I hadn't heard about OGC API Joins before and don't know how it is envisioned to work. It's hard to speculate about Linked Data/Semantic web support without this...
I can say that from Dutch experiments we concluded that it's hard to combine data from different APIs when it's not clear what the common identifiers are. At the least a common way to express identifiers is needed (some standardized URI pattern). But probably more is needed to actually get to the data (especially if it's in another API).
This API seems to be meant for the ad hoc creation of flat tables from multiple sources, potentially heavy on redundancy. This paradigm is at odds with the semantic web, that instead strives for a linked and federated data paradigm.
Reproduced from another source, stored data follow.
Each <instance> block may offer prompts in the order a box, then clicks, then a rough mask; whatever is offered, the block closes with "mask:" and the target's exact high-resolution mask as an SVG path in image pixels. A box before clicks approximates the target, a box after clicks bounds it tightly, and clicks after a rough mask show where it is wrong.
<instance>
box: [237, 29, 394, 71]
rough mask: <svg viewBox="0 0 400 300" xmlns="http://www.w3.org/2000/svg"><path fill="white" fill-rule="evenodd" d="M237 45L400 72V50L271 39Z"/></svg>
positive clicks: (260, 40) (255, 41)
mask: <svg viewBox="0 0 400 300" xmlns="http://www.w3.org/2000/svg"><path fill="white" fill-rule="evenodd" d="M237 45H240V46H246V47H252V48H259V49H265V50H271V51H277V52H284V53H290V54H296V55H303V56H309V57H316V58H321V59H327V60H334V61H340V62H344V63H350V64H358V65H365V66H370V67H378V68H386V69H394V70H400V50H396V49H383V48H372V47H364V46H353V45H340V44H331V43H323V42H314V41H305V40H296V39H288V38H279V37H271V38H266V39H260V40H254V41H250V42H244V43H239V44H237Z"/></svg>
However, there are some benefits from adopting semantic web best practices in a this API, or any other API for data provision. URIs as unique feature and attribute identifiers, the application of well established ontologies such as GeoSPARQL, SOSA, SKOS or QUTD. I wonder if it wouldn't be more efficient to simply lay out a standard for spatial data provision with OGC services instead of figuring it out specifically for each API. GeoSPARQL and the DCAT specialisation for the spatial datasets would already go a long way.
Also keep in mind the work currently developed around the Features API with Prez and the ogcldapi profile.
@lvdbrink note that adding a JSON context via a link header it is possible to map JSON payloads to URIs for the fields - to unambiguously specify whether two data values are in fact the same identifier in different contexts.
the same mapping of a namespace onto identifier tokens might be possible - yet to bottom this out
the ability to use a URI as an identifier in the actual data is easier to interpret, harder to achieve - but theoretically many more users need to interpret than data providers deliver, so it would appear to be a reasonable investment - e.g. from a FAIR perspective URI identifiers is best.
At the least a common way to express identifiers is needed (some standardized URI pattern). Quoting myself in order to correct - it's not so much a standardized URI pattern that's needed. But some way to recognize that something is an identifier and where/how to get the information resource that provides information on the thing being identified. Indeed, URI identifiers are the best way to do that on the web.
It's important that the identifiers are unique and persistent.
But that's not a concern for the API, rather something the data source must accomodate.
At a minimum, it could be nice to have a mechanims to define the meaning of its field in the table by pointing to a URI that defines the content of each column.
Having now had considerable experience mapping schemas and semantics using JSON-LD, its certainly a viable option that uses available standards, however two things make this complicated enough to require standardisation of mechanisms.
Firstly, the json-ld context needs to reflect the schema structure, in practice this means tools to bundle contexts using schema fragment mappings. It's too hard to do this manually and tools aren't good enough to help debug.
Secondly many structural elements have their own semantics, and if these don't exist in the target ontology then an additional ontology needs to be defined. We can define transformations once we get rdf from the json-ld, but can't always map directly to the intended semantics. E.g. no mapping from geojson geometry to Geosparql equivalents.
The OGC building blocks handle all these concerns in a flexible way, and a library of mappings for OGC API components is being developed
2024-09-24 SWG discussed this and agreed that this could be an enhancement in a future version of the standard.
Considering that many users of OGC API - Joins are likely to want to associate the feature collections with data from third-parties, it might be worth looking into supporting some Linked Data approaches. For example:
Any thoughts are welcome. Let's aim to close the GitHub Issue at the February 2023 OGC Member Meeting.